Die Maschine des Hrn. Bret kann je nach Umstaͤnden
entweder am Gypsofen selbst, oder an dem Bauplaze, oder an irgend einem anderen
Zwischenorte aufgestellt werden. Der erste und lezte Fall wuͤrde besonders
dann Statt finden, wenn an Orten gebaut oder Ausbesserungen unternommen werden
sollen, wo der Raum so klein ist, daß man den Gyps immer nur in kleinen Quantitaͤten und gemahlen
und gesiebt herbeischaffen kann.
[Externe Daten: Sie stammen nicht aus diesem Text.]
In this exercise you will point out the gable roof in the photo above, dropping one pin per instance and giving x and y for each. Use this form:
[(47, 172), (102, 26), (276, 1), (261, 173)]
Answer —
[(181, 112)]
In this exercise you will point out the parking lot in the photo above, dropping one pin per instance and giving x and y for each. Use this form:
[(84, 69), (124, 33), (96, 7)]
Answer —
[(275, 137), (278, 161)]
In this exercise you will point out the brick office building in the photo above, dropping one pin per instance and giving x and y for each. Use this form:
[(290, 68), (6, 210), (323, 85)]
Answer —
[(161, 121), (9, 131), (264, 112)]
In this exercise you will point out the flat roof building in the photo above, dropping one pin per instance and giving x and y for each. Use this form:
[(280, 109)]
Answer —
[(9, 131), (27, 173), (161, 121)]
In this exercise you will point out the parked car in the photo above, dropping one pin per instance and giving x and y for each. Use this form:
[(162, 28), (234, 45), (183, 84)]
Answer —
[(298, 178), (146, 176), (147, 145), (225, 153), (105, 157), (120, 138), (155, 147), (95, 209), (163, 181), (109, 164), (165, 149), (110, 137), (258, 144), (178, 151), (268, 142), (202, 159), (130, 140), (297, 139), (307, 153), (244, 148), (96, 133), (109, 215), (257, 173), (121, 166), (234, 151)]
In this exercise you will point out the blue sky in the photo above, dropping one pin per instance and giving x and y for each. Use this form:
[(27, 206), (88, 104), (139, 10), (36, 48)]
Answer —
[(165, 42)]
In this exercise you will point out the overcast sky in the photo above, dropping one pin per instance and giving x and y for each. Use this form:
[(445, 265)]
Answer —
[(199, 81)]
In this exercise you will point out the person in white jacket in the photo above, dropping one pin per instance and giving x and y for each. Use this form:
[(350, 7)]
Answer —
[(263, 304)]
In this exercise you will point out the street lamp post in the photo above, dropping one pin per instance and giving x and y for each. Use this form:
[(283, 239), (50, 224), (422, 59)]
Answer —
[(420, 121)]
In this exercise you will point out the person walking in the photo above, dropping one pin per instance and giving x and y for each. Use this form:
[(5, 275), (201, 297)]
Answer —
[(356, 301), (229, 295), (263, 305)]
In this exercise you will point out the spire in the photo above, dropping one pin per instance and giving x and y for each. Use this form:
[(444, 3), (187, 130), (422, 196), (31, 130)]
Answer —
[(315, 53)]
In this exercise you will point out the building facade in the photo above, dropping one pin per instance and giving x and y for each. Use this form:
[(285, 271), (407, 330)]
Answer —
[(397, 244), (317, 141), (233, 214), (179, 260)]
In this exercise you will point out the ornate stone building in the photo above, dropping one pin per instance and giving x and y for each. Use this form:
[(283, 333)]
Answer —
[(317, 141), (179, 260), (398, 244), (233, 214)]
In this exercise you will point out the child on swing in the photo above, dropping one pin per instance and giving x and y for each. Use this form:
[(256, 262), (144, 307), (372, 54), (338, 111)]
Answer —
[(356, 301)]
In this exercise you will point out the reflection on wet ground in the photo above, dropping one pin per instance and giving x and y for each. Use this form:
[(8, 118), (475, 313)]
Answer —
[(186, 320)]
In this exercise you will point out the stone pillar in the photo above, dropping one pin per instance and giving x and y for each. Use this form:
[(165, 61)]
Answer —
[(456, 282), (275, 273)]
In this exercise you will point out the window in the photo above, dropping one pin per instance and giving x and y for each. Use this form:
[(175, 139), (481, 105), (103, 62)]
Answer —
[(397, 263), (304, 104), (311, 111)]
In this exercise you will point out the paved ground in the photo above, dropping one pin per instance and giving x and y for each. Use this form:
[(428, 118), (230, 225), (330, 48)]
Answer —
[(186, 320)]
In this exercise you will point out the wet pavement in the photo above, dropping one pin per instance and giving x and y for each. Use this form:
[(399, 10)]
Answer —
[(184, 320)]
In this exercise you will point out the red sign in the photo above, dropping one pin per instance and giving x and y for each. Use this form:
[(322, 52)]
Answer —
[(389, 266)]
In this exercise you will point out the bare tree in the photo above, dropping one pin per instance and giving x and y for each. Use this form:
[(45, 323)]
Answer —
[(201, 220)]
Der zweite Fall hingegen waͤre auf große
Bauten anwendbar, wo man in Paris den Gyps gewoͤhnlich so wie er aus dem Ofen
kommt, auf den Bauplaz zu schaffen, und daselbst in dem Maaße zu puͤlvern und
zu sieben pflegt, in welchem man seiner bedarf, indem man dieses Verfahren deßhalb
vorzieht, weil Gyps, welcher nicht zu lange an der Luft gelegen, leichter anzuwenden
ist, und bessere Resultate gibt.
Die Maschine des Hrn. Bret scheint uns auch in
Sanitaͤtspolizeilicher Hinsicht die Aufmerksamkeit der Gesellschaft zu
verdienen, da der Gypsstaub bekanntlich viele Arbeiter um ihre Gesundheit bringt.
Das Zinkgehaͤuse hindert allerdings das Entweichen von Gypsstaub, und sichert
also nicht nur gegen Verlust an Material, sondern auch gegen die daraus entstehenden
Nachtheile; allein dieser Zwek laͤßt sich, unserer Ansicht nach, im Großen
gewiß weit besser erreichen, wenn man die Maschine in einen gut geschlossenen Raum
brachte, so daß sie auf keine directe Weise mit den Menschen und Thieren, die an
derselben beschaͤftigt sind, in Verbindung stuͤnde.
Beide Comité's waren daher darin einig, die Maschine durch den Bulletin bekannt zu machen, und dem Erfinder die
Medaille der Gesellschaft zu ertheilen, wenn die Erfahrung und der Gebrauch deren
Nuzen, wie nicht zu zweifeln ist, bewahren sollten.